'Jesus Christ Superstar'
In Unitarian Church winter camp, we teens used to blast Andrew Lloyd Webber's classic "Jesus Christ Superstar" on the church speakers -- often, after the camp counselors had toddled off to bed.
As the night went on, we imbibed in various smuggled-in elicit substances and cranked it up louder and louder, dancing and singing along with Tim Rice's campy lyrics at the top of our lungs until one of the grown-ups would storm into the room, pissed off at being woken up yet again by our shenanigans.
The very last time I got together with my church friends was probably my favorite memory of Webber's wonderful score. Pretty much everyone in my youth group was turning 18, and to celebrate our last winter camp, we got stinking drunk.
Of course, we soon realized how hard it is to get drunk in high altitudes (we were in Redlands, Calif., a couple hours from where I grew up), especially in the wintertime, so we got through the first 12-pack quickly and pretty ineffectually. Then a counselor bent on revenge decided we'd better drive down to the little redneck liquor store a mile away from camp for more beer, so we all piled into his car.

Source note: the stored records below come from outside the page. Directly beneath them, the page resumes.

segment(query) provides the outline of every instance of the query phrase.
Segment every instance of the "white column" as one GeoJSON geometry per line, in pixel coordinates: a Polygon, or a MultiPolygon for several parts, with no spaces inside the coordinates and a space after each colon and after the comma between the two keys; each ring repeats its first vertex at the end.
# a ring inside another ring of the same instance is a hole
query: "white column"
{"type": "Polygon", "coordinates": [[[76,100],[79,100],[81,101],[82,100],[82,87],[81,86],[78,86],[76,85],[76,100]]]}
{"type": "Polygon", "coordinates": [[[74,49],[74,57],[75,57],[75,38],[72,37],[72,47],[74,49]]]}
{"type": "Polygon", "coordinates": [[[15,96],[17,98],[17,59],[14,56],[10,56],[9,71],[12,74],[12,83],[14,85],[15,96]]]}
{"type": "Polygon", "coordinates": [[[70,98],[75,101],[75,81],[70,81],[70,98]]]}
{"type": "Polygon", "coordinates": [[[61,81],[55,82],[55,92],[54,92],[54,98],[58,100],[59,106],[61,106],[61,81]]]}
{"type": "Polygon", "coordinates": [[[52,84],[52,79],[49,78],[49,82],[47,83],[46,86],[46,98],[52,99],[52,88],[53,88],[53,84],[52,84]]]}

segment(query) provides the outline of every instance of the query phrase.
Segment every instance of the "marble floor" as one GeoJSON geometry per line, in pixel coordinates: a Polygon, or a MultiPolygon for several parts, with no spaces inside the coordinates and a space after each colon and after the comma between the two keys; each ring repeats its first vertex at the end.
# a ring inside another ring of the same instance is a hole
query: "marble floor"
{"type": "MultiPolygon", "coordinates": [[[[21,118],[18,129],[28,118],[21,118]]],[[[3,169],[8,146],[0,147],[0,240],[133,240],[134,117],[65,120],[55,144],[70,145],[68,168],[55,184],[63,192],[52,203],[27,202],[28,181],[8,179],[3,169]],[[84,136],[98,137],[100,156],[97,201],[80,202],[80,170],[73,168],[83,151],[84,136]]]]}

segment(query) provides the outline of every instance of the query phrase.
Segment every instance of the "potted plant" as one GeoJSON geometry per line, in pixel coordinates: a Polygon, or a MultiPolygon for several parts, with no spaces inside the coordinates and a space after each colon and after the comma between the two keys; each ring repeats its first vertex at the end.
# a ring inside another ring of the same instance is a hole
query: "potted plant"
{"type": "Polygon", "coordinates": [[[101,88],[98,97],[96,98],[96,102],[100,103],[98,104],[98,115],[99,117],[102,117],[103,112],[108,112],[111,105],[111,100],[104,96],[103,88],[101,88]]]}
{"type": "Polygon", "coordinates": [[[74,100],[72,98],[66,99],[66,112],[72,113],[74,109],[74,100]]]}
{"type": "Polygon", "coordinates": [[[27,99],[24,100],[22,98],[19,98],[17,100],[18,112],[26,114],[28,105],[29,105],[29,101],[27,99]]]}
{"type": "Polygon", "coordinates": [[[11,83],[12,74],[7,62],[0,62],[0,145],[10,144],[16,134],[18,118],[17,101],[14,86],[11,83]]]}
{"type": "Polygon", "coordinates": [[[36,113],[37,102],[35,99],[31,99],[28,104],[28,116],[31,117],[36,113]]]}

"Check this out," said the counselor as we started down the winding mountain road. He popped in a "Jesus Christ Superstar" cassette and the moment the music started, he switched off the headlights and turned the volume way up.

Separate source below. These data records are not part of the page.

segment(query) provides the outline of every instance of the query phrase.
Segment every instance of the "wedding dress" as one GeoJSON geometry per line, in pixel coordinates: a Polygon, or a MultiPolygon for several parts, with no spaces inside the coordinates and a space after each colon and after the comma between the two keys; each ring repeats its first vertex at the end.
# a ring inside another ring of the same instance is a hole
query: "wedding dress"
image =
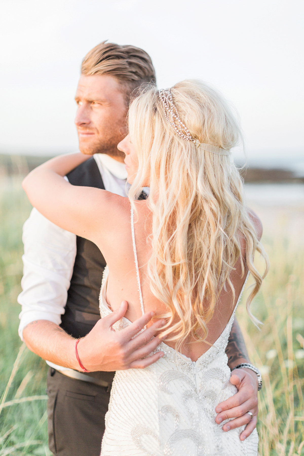
{"type": "MultiPolygon", "coordinates": [[[[132,210],[131,219],[143,314],[132,210]]],[[[108,274],[107,268],[100,293],[102,318],[111,312],[105,299],[108,274]]],[[[151,366],[116,372],[101,456],[256,456],[256,429],[241,441],[244,426],[225,432],[227,421],[218,425],[215,420],[217,404],[237,392],[229,382],[225,349],[246,281],[225,329],[196,361],[162,342],[157,351],[164,356],[151,366]]],[[[113,327],[119,331],[130,324],[123,317],[113,327]]]]}

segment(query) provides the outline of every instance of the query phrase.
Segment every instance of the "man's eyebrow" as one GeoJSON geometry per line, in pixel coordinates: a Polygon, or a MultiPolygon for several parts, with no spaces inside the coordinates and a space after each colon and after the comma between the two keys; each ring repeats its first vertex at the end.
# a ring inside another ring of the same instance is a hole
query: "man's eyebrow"
{"type": "Polygon", "coordinates": [[[99,103],[107,103],[107,100],[102,98],[93,98],[93,97],[90,97],[89,98],[87,98],[87,97],[82,97],[80,95],[76,95],[75,97],[75,100],[79,100],[81,98],[84,98],[86,101],[88,101],[88,103],[90,103],[93,101],[98,101],[99,103]]]}

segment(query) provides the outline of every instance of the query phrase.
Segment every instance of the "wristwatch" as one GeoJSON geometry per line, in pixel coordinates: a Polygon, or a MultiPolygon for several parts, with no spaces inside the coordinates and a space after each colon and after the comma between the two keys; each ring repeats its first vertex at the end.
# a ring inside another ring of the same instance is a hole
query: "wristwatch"
{"type": "Polygon", "coordinates": [[[262,387],[263,384],[262,381],[262,375],[261,375],[261,372],[258,370],[258,368],[256,368],[254,366],[251,364],[249,363],[242,363],[242,364],[237,364],[237,366],[236,366],[235,368],[233,368],[232,370],[234,370],[235,369],[240,369],[241,368],[245,368],[246,369],[251,369],[251,370],[253,370],[254,372],[255,372],[258,377],[258,391],[259,391],[260,389],[262,389],[262,387]]]}

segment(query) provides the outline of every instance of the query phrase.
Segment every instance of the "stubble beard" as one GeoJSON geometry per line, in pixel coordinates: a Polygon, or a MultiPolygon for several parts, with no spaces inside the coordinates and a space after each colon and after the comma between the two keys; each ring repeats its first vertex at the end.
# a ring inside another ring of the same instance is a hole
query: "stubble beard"
{"type": "Polygon", "coordinates": [[[124,154],[119,150],[117,145],[123,139],[123,136],[119,138],[108,138],[99,141],[94,141],[90,144],[79,141],[79,150],[84,155],[93,155],[94,154],[106,154],[112,157],[124,157],[124,154]]]}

"It's freaky, isn't it?" he shouted over the speakers. "If we keep going straight, we'll drive straight down over the side of the mountain. I think it's about a hundred feet straight down from here."

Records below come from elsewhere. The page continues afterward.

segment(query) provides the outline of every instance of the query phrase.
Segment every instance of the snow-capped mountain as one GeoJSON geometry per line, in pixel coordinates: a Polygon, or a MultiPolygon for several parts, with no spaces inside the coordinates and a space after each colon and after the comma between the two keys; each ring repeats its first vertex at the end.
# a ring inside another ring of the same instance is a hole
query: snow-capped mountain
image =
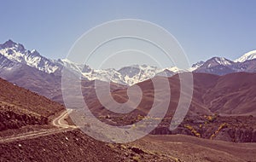
{"type": "MultiPolygon", "coordinates": [[[[40,55],[37,50],[27,50],[22,44],[15,43],[12,40],[9,40],[3,44],[0,44],[0,61],[2,64],[5,64],[6,69],[6,64],[11,64],[10,66],[8,66],[9,68],[11,68],[15,64],[21,64],[49,74],[55,73],[55,75],[61,75],[60,72],[65,67],[78,75],[81,75],[82,78],[87,80],[112,81],[126,85],[132,85],[158,75],[171,77],[182,71],[177,67],[159,69],[156,67],[147,65],[125,67],[119,70],[113,68],[92,69],[87,65],[84,66],[77,64],[67,59],[47,59],[40,55]]],[[[3,67],[2,68],[2,71],[3,70],[3,67]]]]}
{"type": "Polygon", "coordinates": [[[223,57],[213,57],[193,72],[212,73],[216,75],[225,75],[237,72],[255,72],[256,59],[245,61],[243,62],[235,62],[223,57]]]}
{"type": "Polygon", "coordinates": [[[242,56],[241,56],[240,58],[235,60],[235,62],[244,62],[246,61],[250,61],[250,60],[253,60],[256,59],[256,50],[252,50],[250,52],[246,53],[245,55],[243,55],[242,56]]]}
{"type": "Polygon", "coordinates": [[[40,55],[37,50],[26,50],[22,44],[11,40],[0,44],[0,54],[14,62],[26,64],[47,73],[53,73],[59,68],[52,61],[40,55]]]}

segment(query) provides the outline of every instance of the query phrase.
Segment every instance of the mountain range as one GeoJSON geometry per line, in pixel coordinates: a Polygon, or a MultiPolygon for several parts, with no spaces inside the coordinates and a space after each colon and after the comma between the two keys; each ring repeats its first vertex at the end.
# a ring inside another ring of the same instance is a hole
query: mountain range
{"type": "Polygon", "coordinates": [[[234,61],[213,57],[207,61],[199,61],[189,69],[176,67],[160,69],[148,65],[134,65],[119,70],[92,69],[88,65],[76,64],[67,59],[48,59],[37,50],[26,49],[22,44],[12,40],[0,44],[0,78],[59,102],[63,101],[61,72],[64,67],[75,75],[82,76],[88,87],[93,88],[94,80],[110,80],[113,84],[117,84],[115,87],[119,87],[133,85],[155,76],[171,77],[188,71],[216,75],[255,72],[256,59],[255,53],[251,52],[234,61]]]}
{"type": "Polygon", "coordinates": [[[61,76],[61,71],[65,67],[87,80],[111,81],[117,84],[132,85],[155,76],[171,77],[175,73],[188,71],[217,75],[237,72],[255,72],[255,58],[256,53],[252,51],[236,61],[230,61],[223,57],[213,57],[207,61],[199,61],[189,69],[179,69],[177,67],[160,69],[148,65],[124,67],[119,70],[113,68],[92,69],[88,65],[76,64],[67,59],[48,59],[40,55],[35,49],[27,50],[22,44],[9,40],[0,44],[0,77],[4,78],[4,73],[19,71],[24,67],[26,68],[32,67],[47,74],[61,76]]]}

Sisters and brothers, it was so black out we couldn't see past the hood of the car, much less the road ahead of us.
"Father, forgive them, they don't know what they're doing," rasped "Superstar's" narrator, Ted Neeley, from the speakers. We took it as a sign -- somehow, we made it all the way to the liquor store and back with the headlights off.
I have never felt so sober in my life -- sitting in that car, surrounded by blackness and my own scared sweat, convinced I was going to die at any minute.
But you don't have to be sober when you head to First Avenue to check out their annual "Jesus Christ Superstar" production.
Their faithful reproduction of the rock opera (musically faithful anyway, the costumes can be a little ragtag) is something truly special and not at all frightening. It's a tradition I hope they continue for years to come.
Friday, April 9, 6 p.m. First Avenue, 701 1st Ave. N. $5 in advance, $10 at the door. 332-1775.
Through a square hole
Tom "Squarepusher" Jenkinson is the man behind some of the craziest drum 'n' bass tracks on the air today. Heavily influenced by old school jazz, video games and technology in general, Jenkinson's music is a dizzying, quixotic blend of ultra-fast jungle breaks with ambient synth washes, goofy, offbeat melodies, and orchestral synth samples that bring to mind such jazz pioneers Weather Report and Miles Davis.